The aim was to evaluate the effectiveness of Multisystemic Therapy as an intervention for reducing antisocial behavior and therefore adapted versions for problem sexual behavior and contingency management/substance abuse were included given the highly elevated rates of alcohol and drug use among those involved in the youth justice system (Tripodi and Bender 2011). Only programs licensed by Multisystemic Therapy Services Inc. were considered due to the stringent training and ongoing supervision/consultation processes. Where possible the methods employed in a review update should mimic those of the original review (Higgins and Green 2011). One of the studies included in the review by Littell et al. (2005) involved an adaptation for psychiatric emergencies. The validity of including this adaptation when examining the treatment effect for offending is questionable given the potential differences in clinical presentation. This was further indicated from the substantially different mean treatment lengths reported between the psychiatric emergency adaptation and standard Multisystemic Therapy (90 h versus 23–40 h, respectively).

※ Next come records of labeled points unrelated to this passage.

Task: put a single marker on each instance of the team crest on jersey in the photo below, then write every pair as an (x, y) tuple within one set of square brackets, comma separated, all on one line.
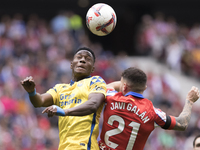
[(80, 84)]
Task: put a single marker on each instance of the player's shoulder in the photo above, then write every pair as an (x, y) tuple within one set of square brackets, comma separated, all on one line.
[(110, 92)]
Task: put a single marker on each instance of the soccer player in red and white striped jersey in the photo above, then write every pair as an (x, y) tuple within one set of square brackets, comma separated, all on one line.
[(129, 118)]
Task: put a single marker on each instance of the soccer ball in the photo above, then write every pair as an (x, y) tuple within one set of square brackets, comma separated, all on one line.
[(101, 19)]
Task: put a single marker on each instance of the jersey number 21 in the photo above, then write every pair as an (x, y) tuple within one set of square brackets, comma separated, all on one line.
[(135, 128)]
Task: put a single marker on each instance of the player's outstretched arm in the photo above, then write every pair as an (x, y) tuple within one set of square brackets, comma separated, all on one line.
[(183, 119), (38, 100), (89, 107)]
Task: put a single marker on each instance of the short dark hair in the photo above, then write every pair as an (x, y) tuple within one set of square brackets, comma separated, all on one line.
[(87, 49), (198, 136), (136, 78)]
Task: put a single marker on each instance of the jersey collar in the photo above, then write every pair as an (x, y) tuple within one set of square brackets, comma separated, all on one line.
[(134, 94), (72, 82)]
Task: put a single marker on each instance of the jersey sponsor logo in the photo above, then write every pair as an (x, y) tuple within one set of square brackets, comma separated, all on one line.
[(131, 108)]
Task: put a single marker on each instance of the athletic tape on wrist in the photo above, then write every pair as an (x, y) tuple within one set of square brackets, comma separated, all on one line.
[(32, 93), (60, 111)]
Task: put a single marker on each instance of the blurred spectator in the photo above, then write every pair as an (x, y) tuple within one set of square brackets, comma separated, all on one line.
[(44, 49)]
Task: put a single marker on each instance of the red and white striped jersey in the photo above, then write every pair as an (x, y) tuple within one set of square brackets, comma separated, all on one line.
[(129, 120)]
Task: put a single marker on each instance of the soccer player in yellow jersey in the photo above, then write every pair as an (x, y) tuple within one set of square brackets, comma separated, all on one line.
[(69, 102)]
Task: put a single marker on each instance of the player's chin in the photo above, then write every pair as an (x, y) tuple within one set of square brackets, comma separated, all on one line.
[(82, 73)]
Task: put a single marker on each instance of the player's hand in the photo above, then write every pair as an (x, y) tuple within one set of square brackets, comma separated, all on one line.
[(28, 84), (193, 94), (51, 111)]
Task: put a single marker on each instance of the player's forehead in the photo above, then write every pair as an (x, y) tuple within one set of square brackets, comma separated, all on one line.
[(85, 53)]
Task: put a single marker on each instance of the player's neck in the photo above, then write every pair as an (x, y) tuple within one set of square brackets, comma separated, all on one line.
[(78, 78)]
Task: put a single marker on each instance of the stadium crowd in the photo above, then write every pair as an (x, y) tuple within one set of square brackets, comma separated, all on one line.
[(44, 50)]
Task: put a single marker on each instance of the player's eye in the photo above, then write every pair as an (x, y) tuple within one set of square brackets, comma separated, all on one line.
[(88, 59)]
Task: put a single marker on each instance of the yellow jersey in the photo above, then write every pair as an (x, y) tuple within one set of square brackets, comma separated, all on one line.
[(78, 132)]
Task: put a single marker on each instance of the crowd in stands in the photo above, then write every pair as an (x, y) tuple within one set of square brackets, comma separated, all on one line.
[(177, 45), (45, 49)]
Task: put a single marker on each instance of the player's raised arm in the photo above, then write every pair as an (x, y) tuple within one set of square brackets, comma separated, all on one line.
[(38, 100), (183, 119), (89, 107)]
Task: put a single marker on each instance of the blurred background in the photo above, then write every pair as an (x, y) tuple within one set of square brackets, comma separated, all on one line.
[(39, 37)]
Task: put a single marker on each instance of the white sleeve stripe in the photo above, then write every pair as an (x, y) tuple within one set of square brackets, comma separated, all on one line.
[(161, 114)]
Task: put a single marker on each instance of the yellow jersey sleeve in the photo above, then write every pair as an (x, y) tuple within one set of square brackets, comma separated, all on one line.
[(97, 85)]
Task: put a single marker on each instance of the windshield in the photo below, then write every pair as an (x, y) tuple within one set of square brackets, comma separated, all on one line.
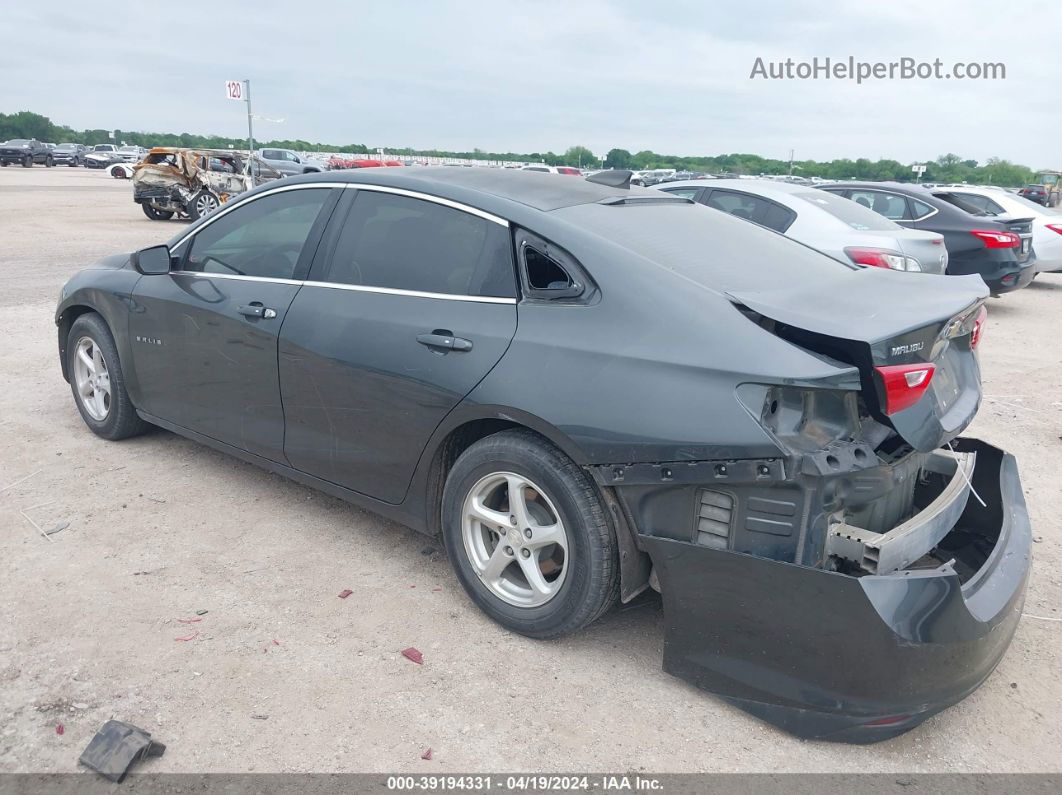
[(849, 212)]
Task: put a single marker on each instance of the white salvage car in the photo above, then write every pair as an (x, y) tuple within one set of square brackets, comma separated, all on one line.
[(122, 170)]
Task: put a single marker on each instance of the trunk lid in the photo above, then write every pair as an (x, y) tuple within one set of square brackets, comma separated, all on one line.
[(889, 320)]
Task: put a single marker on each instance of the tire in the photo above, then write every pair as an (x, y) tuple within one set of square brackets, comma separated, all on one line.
[(119, 418), (201, 205), (555, 491), (154, 213)]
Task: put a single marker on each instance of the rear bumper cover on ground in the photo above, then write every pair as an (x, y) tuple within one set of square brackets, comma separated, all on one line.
[(832, 656)]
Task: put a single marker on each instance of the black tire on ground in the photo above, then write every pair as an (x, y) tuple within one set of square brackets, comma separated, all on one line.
[(591, 586), (154, 213), (203, 196), (121, 420)]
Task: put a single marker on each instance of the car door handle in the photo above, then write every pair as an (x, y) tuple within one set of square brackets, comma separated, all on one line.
[(442, 340), (255, 309)]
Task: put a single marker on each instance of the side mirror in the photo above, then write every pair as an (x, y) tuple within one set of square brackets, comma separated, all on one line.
[(152, 261)]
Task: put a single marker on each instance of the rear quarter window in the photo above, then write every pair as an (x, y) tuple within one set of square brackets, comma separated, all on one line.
[(852, 213)]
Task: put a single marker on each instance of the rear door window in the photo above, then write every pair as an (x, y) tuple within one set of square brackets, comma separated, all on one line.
[(758, 210), (261, 238), (892, 206), (412, 244)]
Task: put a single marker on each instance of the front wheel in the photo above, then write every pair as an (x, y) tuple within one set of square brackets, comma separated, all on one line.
[(528, 536), (202, 204), (98, 382), (156, 214)]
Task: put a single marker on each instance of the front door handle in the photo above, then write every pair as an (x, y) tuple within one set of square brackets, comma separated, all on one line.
[(255, 309), (442, 340)]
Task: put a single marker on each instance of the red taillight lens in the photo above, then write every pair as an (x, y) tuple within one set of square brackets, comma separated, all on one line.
[(904, 384), (875, 257), (975, 335), (996, 239)]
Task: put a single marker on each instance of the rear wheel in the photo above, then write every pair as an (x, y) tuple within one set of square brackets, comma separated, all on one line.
[(156, 214), (528, 536), (202, 204), (98, 382)]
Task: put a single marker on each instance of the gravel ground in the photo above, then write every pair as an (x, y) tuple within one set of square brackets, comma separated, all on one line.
[(281, 675)]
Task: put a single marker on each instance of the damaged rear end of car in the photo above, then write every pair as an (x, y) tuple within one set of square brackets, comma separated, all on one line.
[(875, 573), (849, 564)]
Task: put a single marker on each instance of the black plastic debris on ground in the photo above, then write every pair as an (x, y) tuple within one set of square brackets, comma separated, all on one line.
[(116, 746)]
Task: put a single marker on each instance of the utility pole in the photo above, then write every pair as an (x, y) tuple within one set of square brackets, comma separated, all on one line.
[(251, 132)]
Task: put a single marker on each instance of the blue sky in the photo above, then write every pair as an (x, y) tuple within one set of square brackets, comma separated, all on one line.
[(669, 76)]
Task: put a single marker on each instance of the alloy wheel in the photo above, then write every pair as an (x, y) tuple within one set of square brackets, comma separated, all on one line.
[(92, 379), (515, 539)]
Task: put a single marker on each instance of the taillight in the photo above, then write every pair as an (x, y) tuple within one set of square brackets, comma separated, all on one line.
[(881, 258), (975, 335), (996, 239), (904, 384)]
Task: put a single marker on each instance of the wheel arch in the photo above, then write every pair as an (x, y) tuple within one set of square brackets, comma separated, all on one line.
[(456, 436), (65, 323)]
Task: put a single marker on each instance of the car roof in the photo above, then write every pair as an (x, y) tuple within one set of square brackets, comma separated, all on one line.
[(535, 189)]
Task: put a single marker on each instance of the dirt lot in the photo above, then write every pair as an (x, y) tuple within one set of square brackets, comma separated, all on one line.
[(281, 675)]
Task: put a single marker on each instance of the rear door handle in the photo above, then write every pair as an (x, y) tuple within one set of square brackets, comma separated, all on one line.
[(255, 309), (442, 340)]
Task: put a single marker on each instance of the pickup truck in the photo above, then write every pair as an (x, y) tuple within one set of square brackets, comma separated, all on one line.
[(288, 162), (26, 152)]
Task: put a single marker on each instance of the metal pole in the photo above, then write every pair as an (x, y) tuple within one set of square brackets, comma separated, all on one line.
[(251, 132)]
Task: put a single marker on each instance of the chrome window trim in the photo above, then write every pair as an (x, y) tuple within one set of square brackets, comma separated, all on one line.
[(410, 293), (353, 288), (428, 197), (222, 211), (236, 277), (336, 286)]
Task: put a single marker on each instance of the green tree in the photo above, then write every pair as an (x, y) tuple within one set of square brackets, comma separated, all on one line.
[(618, 158)]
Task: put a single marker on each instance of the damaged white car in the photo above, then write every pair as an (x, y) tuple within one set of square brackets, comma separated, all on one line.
[(191, 184)]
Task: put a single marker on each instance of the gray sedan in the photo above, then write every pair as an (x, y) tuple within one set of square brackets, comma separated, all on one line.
[(841, 228)]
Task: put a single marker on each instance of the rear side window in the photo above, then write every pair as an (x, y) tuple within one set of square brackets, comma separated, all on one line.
[(404, 243), (980, 204), (921, 209), (684, 192), (261, 238), (752, 208), (854, 214), (892, 206)]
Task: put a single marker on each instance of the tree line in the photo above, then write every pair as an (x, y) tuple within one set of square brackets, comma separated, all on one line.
[(948, 168)]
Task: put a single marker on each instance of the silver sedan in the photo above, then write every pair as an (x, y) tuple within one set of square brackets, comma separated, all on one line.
[(832, 224)]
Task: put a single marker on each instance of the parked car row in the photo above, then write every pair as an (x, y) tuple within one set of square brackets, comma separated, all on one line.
[(989, 232), (589, 389)]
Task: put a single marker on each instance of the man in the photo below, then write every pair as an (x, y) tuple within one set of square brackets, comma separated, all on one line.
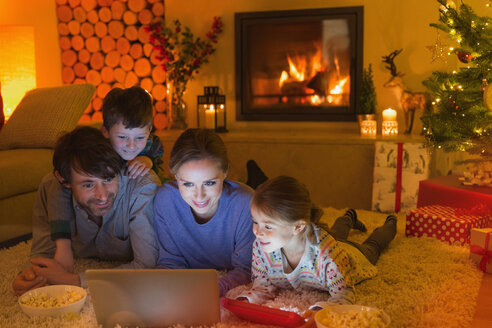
[(112, 216)]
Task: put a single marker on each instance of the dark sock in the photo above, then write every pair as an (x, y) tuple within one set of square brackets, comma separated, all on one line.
[(255, 174), (356, 224)]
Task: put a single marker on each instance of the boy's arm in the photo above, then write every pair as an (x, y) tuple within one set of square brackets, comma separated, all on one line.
[(154, 150), (59, 211)]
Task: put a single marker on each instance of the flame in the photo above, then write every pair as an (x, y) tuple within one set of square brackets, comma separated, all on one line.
[(297, 70), (304, 68), (283, 77), (338, 89)]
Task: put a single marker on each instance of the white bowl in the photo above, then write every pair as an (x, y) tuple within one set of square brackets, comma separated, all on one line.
[(340, 309), (54, 291)]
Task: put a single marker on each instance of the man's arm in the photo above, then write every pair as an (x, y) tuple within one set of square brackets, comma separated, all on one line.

Eligible study designs involved the random assignment of participants to treatment and comparison/control groups. Although it is recognized that there are challenges with random allocation, the randomized control trial is recognized as the optimal design for minimizing possible pre-existing differences between treatment and comparison groups as well as risk of inadvertent researcher bias. As highlighted by Peto, Collins and Gray (1995) “There is simply no serious scientific alternative to the generation of large-scale randomized evidence…. [randomized control trials] have a central role to play in the development of rational criteria for the planning of health care throughout the world” (p. 39).

The initial systematic search of reference databases provided a total of 2400 potentially relevant hits. An additional 184 articles were identified from other sources including hand searching reference lists, dissertation portals or government policy sources. The majority of hits were excluded during the initial screening of titles and abstracts only by the first author, due to clear irrelevance to the current review, duplication or non-English language. Of the 172 remaining studies; attempts were made to retrieve the full copies of the article via the University of Birmingham e library, on site library, interlibrary loans or direct contact with authors. Five articles could not be located.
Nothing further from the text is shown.